Most of the 22 mummies discovered near Luxor (south) from 1881 onwards have not left the Egyptian Museum on Tahrir Square in central Cairo since the beginning of the 20th century. Since the 1950s, they have been exhibited side by side in a small room with no clear museum explanations.
The mummies are transported in a pack of nitrogen under conditions similar to those in the exhibition boxes, and the carts are equipped with shock-absorbing mechanisms. In the new museum, they will be kept in more modern boxes “for better control of temperature and humidity”, said the agency France Presse Salima Ikram, professor of Egyptology at the American University of Cairo, specialist in mummification.

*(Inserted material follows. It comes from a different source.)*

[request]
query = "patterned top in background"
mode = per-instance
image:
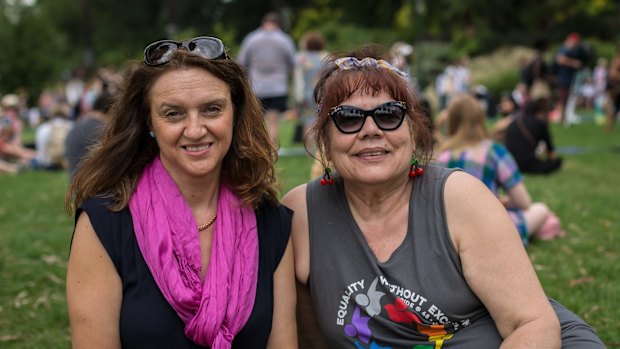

They are presented next to their sarcophagi in a decoration similar to the underground tombs, along with a biography and, in some cases, their scans. “For the first time, the mummies are beautifully presented for educational purposes,” Egyptian Egyptologist Zahi Hawass told AFP, adding that their macabre character has historically excluded several visitors.
After years of instability following the 2011 popular uprising that hit a heavy blow to tourism, Egypt is trying to attract visitors by promoting the NMEC, or the Great Egyptian Museum (GEM) near the Giza Pyramids, which is in the future to be opened months.
The GEM receives the pharaonic collections from the Cairo Museum, including the famous treasure of King Tutankhamun (14th century BC). The young king’s grave, discovered in 1922, hid numerous objects made of gold, alabaster or ivory in addition to his mummy. And why don’t all mummies stay in GEM? “GEM has King Tutankhamun, the star. If the (other) mummies are not accepted into the NMEC, no one will go there, ”replied Hawass.